Azure / azure-kusto-spark

Apache Spark Connector for Azure Kusto
Apache License 2.0
77 stars 34 forks source link

Overwrite data option not working #371

Closed aayushsin closed 5 months ago

aayushsin commented 5 months ago

Is your feature request related to a problem? Please describe. Please provide the feature to work along with overwrite option in Kusto write.

Describe the solution you'd like I want to replace or overwrite the data in the kusto table in a single command using python. But the overwrite option is not yet supported in kusto write. I saw some tickets to use dropByExtents tag to do so. But there are no examples on the same. Can we please add an example of the tags to use in case one needs to overwrite or replace the data in the kusto table

Additional context I am assuming that the tag works by adding first and then deleting or the operations happen at the same time. We do not want a solution where data is dropped first and added later which might case reading issues in the meantime.

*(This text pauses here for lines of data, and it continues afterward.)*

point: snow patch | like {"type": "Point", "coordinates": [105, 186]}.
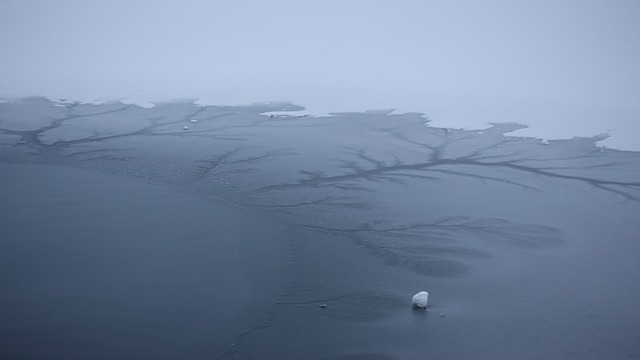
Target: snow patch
{"type": "Point", "coordinates": [420, 300]}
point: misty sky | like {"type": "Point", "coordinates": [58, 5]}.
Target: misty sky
{"type": "Point", "coordinates": [565, 67]}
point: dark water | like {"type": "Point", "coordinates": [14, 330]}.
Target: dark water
{"type": "Point", "coordinates": [122, 235]}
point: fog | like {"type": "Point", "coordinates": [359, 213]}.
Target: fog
{"type": "Point", "coordinates": [565, 68]}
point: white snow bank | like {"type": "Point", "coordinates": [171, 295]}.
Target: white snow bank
{"type": "Point", "coordinates": [419, 300]}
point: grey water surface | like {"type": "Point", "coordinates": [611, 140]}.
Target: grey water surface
{"type": "Point", "coordinates": [247, 235]}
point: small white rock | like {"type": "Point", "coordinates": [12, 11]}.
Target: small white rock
{"type": "Point", "coordinates": [420, 300]}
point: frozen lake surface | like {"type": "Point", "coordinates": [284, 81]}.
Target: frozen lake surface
{"type": "Point", "coordinates": [131, 232]}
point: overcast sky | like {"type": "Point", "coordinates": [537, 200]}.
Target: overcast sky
{"type": "Point", "coordinates": [565, 67]}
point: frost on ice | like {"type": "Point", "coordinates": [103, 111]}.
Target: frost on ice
{"type": "Point", "coordinates": [420, 300]}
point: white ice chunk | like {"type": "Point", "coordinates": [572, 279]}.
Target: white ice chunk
{"type": "Point", "coordinates": [420, 300]}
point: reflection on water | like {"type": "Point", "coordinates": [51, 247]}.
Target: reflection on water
{"type": "Point", "coordinates": [374, 206]}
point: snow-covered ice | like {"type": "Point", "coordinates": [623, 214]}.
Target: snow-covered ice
{"type": "Point", "coordinates": [420, 300]}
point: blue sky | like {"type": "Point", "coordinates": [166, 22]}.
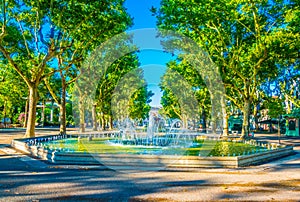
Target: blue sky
{"type": "Point", "coordinates": [152, 61]}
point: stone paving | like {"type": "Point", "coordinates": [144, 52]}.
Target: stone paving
{"type": "Point", "coordinates": [25, 179]}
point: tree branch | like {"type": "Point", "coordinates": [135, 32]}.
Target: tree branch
{"type": "Point", "coordinates": [3, 29]}
{"type": "Point", "coordinates": [15, 66]}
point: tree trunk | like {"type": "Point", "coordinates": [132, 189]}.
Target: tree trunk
{"type": "Point", "coordinates": [62, 109]}
{"type": "Point", "coordinates": [246, 115]}
{"type": "Point", "coordinates": [26, 112]}
{"type": "Point", "coordinates": [81, 116]}
{"type": "Point", "coordinates": [224, 117]}
{"type": "Point", "coordinates": [255, 111]}
{"type": "Point", "coordinates": [94, 117]}
{"type": "Point", "coordinates": [111, 123]}
{"type": "Point", "coordinates": [33, 98]}
{"type": "Point", "coordinates": [204, 120]}
{"type": "Point", "coordinates": [43, 114]}
{"type": "Point", "coordinates": [102, 122]}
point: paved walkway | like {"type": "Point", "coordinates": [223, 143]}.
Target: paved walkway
{"type": "Point", "coordinates": [25, 179]}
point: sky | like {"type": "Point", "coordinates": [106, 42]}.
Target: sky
{"type": "Point", "coordinates": [153, 62]}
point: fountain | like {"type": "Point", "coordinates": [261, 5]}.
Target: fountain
{"type": "Point", "coordinates": [157, 134]}
{"type": "Point", "coordinates": [159, 147]}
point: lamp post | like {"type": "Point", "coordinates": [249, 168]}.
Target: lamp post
{"type": "Point", "coordinates": [278, 128]}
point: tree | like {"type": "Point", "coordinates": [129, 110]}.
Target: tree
{"type": "Point", "coordinates": [13, 93]}
{"type": "Point", "coordinates": [237, 35]}
{"type": "Point", "coordinates": [35, 33]}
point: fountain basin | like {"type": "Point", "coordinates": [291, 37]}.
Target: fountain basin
{"type": "Point", "coordinates": [121, 161]}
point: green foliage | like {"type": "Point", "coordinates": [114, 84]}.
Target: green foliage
{"type": "Point", "coordinates": [244, 39]}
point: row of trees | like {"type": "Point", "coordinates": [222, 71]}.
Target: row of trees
{"type": "Point", "coordinates": [254, 43]}
{"type": "Point", "coordinates": [43, 45]}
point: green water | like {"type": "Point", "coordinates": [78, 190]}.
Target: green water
{"type": "Point", "coordinates": [200, 147]}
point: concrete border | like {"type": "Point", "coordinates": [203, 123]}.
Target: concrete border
{"type": "Point", "coordinates": [127, 161]}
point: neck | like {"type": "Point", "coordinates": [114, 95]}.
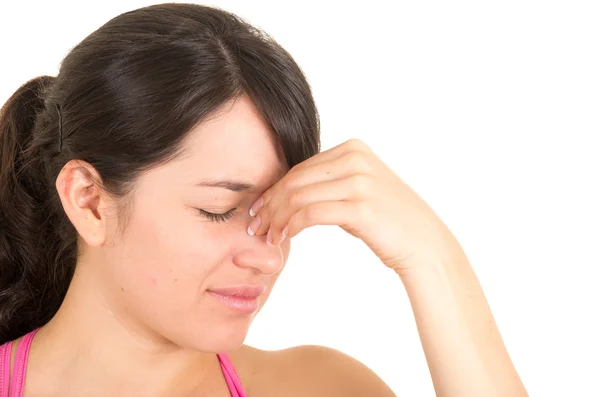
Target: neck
{"type": "Point", "coordinates": [92, 347]}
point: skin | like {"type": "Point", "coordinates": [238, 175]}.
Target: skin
{"type": "Point", "coordinates": [141, 298]}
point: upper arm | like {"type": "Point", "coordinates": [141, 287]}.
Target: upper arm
{"type": "Point", "coordinates": [322, 371]}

ag-ramachandran commented 5 months ago

Hello @aayushsin

Kusto targets from spark connector are by default append only. So data in the dataframes will be appended to Kusto tables. We may need help in understanding your scenario. Here are 2 broad scenarios where we have seen customers hit similar requirements

a) A full load happens every day. Tables are replaced daily

  1. We can load the temp tables using the spark job. This can be FullLoadTable_yyyyMMdd
  2. Once the temp tables are loaded in a new section (in the notebook) , add the following instructions to swap tables (viz. FullLoadTable_yyyyMMdd => FullLoadTable)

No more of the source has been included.